What did the label say?
You only get the rated output at the rated temperature with the rated illumination.
So, I put temperature sensors on the backs of the panels, ambient air temps and solar radiation meters.
Granted I am in SoCal, it’s hot a lot of the year. So I logged the data and waited.
Over the space of the following 2 years, I can totally agree with the manufacturer.
You get the full 250w’s output only at full sun (summer) when the panels are at 20deg C (winter).
In short. Never.
Thousands of roofs, thousands of people, have paid to have these crap panels on their roofs and while they are getting some power fed back into the grid to offset their bills, they are getting ripped off massively.
I suggest that the panel you have is a good quality one. Indeed, knowing what I do, I went out out and brought two different 250w panels and both of those give their rated output almost year round. (Each of those panels cost as much as the first 4).

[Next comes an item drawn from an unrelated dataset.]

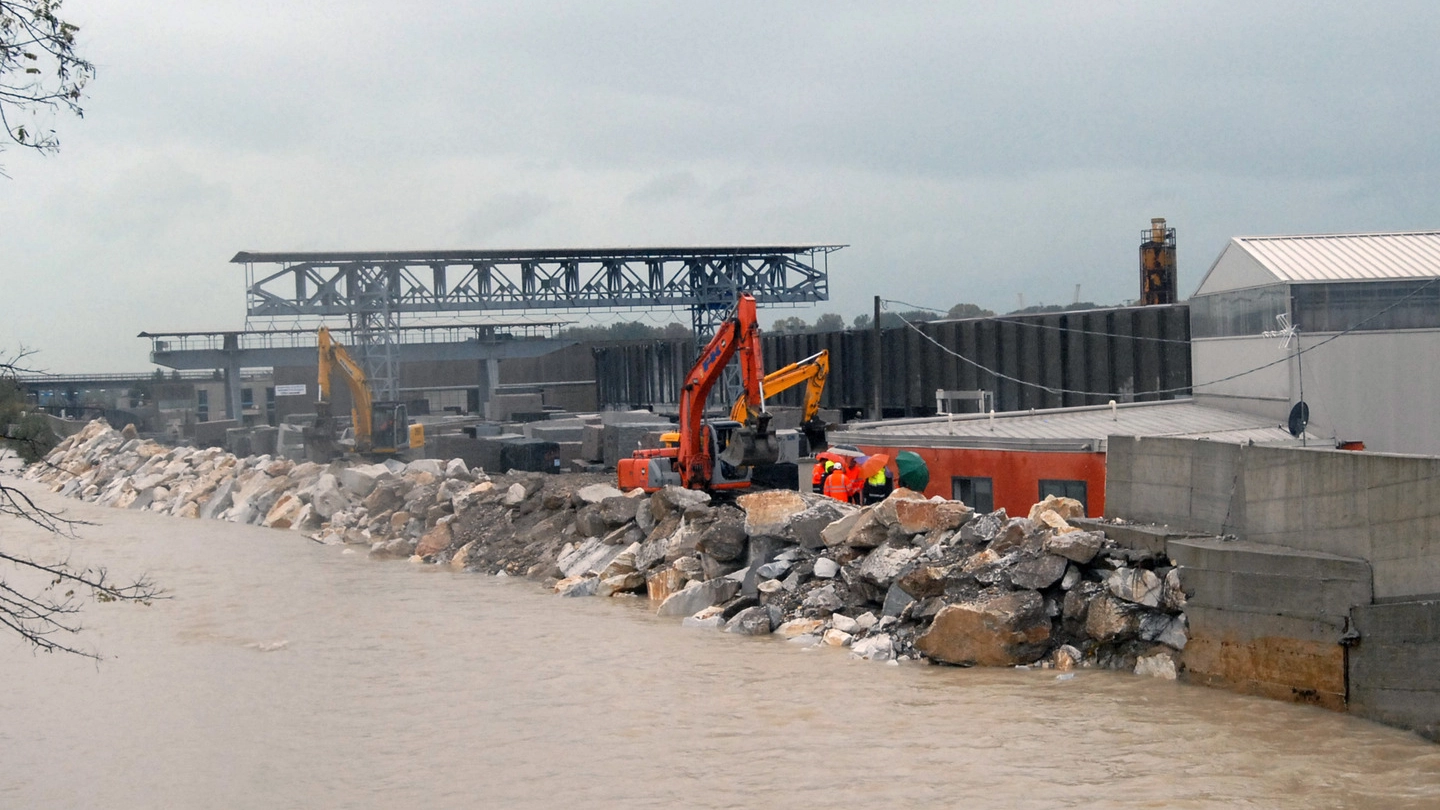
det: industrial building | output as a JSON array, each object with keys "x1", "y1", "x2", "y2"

You get what you pay for. I can not speak of the quality of the panels Ikea is selling, but I bet they are not what they seem.
(tl;dr The panels are crap quality, divide the output by 4 and do the math again to get closer to reality).
Try this link: http://pvwatts.nrel.gov/
and enter: London, UK
That seems to work.
Yes thanks – I think in fact it was my incompetence the first time – I managed to get Bellingham, Northumberland, UK.
I’ve not really done the detailed math for the north, but I did run a quick calc for London. I would tend to agree with you, the economics just aren’t there.
For interest, there is a relatively accurate, and free, site that you can type in your location and it will pull weather data for the area, add in your basic panel information, in your case about 4kW, accept the other defaults and it will show you generalized monthly solar production numbers. Find it here: http://pvwatts.nrel.gov/pvwatts.php
Typical 25 year guarantees are for power output, and have nothing to do with damage caused by good ol’ mother nature. Good luck getting home insurance on that one!
Thanks Garnet – but that link only seems to cover America.